その後、この貯水池通いが病みつきになった。午前の診療が終わると昼食もとらずに池に向かった。
雨の日も、傘を差して通った。セキレイが、ウグイスが、私を迎えてくれた。お出迎えの中に、夕張メロン色、オレンジ色の胴体の小鳥がいた。ヤマガラだった。この鳥は、とりわけ人懐こかった。よく私の期待に応えて姿を見せてくれた。
通い始めの頃は、入口近くの、見通しのよい広場で送迎してくれた。しばらく通うと、樹林の中でも姿を現すようになった。柵の上にチョコンと止まって、近付くと、近くの木にヒョイと身を移した。更に通うと、頭上の木の枝ではあったが逃げなくなった。
しかし、楽しい日々が終わる日が来た。いつもの場所に近付くと、ヤマガラは柵の上に止まって待っていた。いつものように歩を進めた。だが、その日はヤマガラは移動しなかった。2メートルも離れていない柵の上に止まって、私をじっと見たままだ。私は、歩みを止めずに傍を通り抜け、後ずさりで歩を進めた。

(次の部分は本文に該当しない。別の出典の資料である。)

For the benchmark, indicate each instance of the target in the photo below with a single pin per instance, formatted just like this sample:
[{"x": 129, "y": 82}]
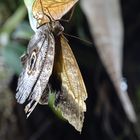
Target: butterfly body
[
  {"x": 49, "y": 55},
  {"x": 38, "y": 65}
]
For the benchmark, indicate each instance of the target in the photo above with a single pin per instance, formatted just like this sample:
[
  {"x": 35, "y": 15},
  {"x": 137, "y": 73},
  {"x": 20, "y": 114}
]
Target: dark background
[{"x": 105, "y": 118}]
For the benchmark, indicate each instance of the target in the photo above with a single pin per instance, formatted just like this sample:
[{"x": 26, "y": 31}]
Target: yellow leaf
[
  {"x": 73, "y": 91},
  {"x": 46, "y": 10}
]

折り返し点まで行っての帰り道、さっきの場所に戻ってきた。ヤマガラがいない。「なんだ、お見送りはなしかよー」と内心がっかりしながら、私は頭上をきょろきょろ見ていた。いつの間にか、柵のそばに立っていた。ふと、下を見た。ヤマガラは、柵に止まっていた。思いも掛けないヤマガラの近さに、私はびっくりした。「わあっ!!」と声まで出してしまった。ヤマガラもびっくりして、パニック状態で飛んでいった。終わった。その後も通ったが、しばらく怒ったような鳴き声は聞こえたが、ヤマガラは二度と姿は見せなかった。

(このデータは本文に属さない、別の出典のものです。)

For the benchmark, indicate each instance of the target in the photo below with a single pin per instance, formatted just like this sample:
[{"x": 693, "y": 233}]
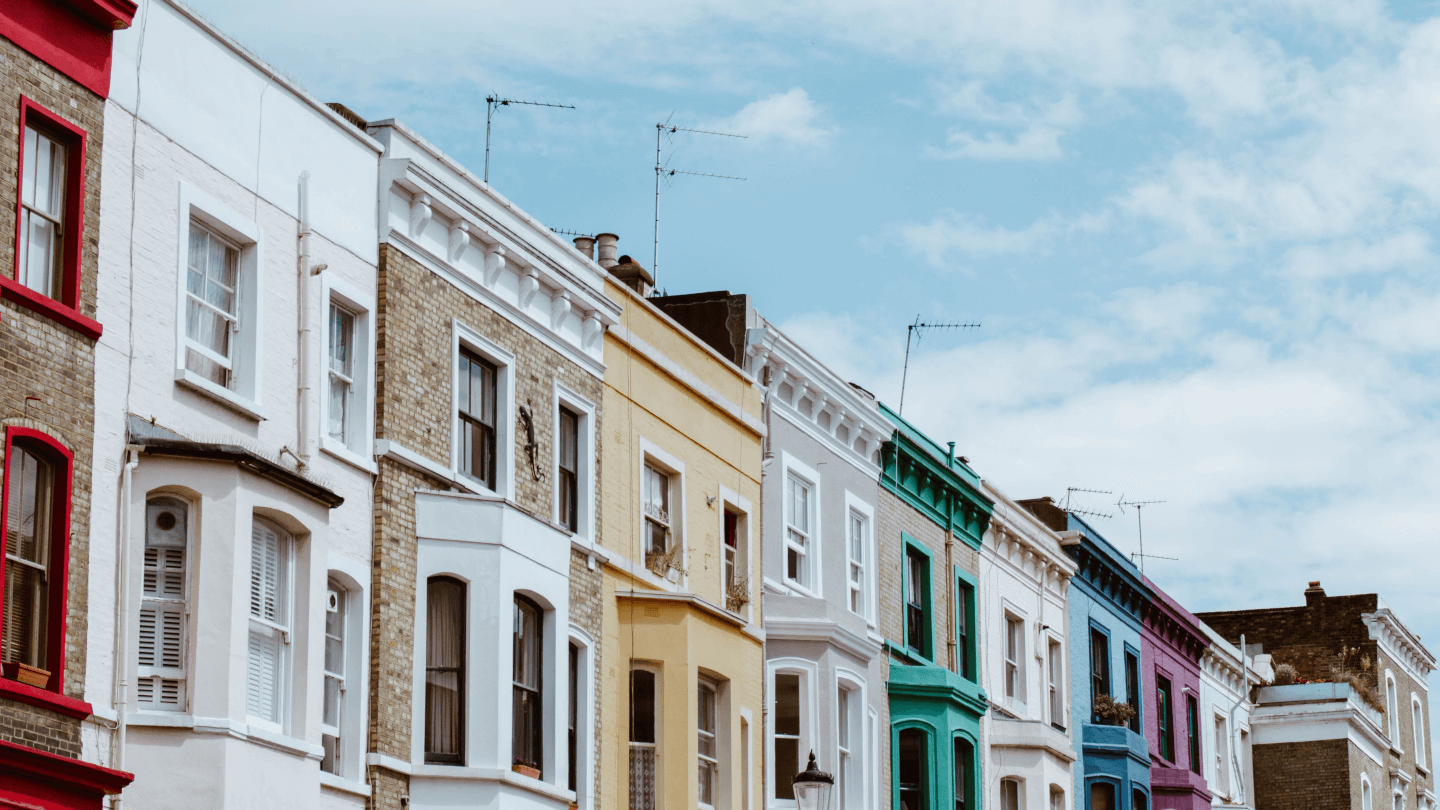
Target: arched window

春が来た。遊歩道の桜は美しい。若葉も美しいが、木洩れ日、池面からの反射光も加わり更に美しい。夏は暑さもあり、行っていない。
また、秋が来た。お昼休みの散歩を再開した。紅葉がきれいだ。島の鳴き声はするが、姿は見えない。通ううちにちらほら鳥が姿を見せるようになった。
遊歩道の帰り口間際、鳥が目の前を横切った。頭上を見上げると、2羽、枝に止まっていた。1羽の姿ははっきり見えた。夕張メロン色の胴体をしたヤマガラだ。体はスリムで小ぶりだ。昨年、枯葉の中でゴソゴソしている子どものヤマガラを確認していた。たぶん2世だ。私は、後ろ歩きで遊歩道を後にしたが、ヤマガラはその姿が見えなくなるまで樹上にいた。帰り道、私はうれしくてうれしくてたまらなかった。
「帽子の上にチョコン」。親鳥とは叶わなかったが、この若いヤマガラとは実現したいと夢見ている、還暦間近の私である。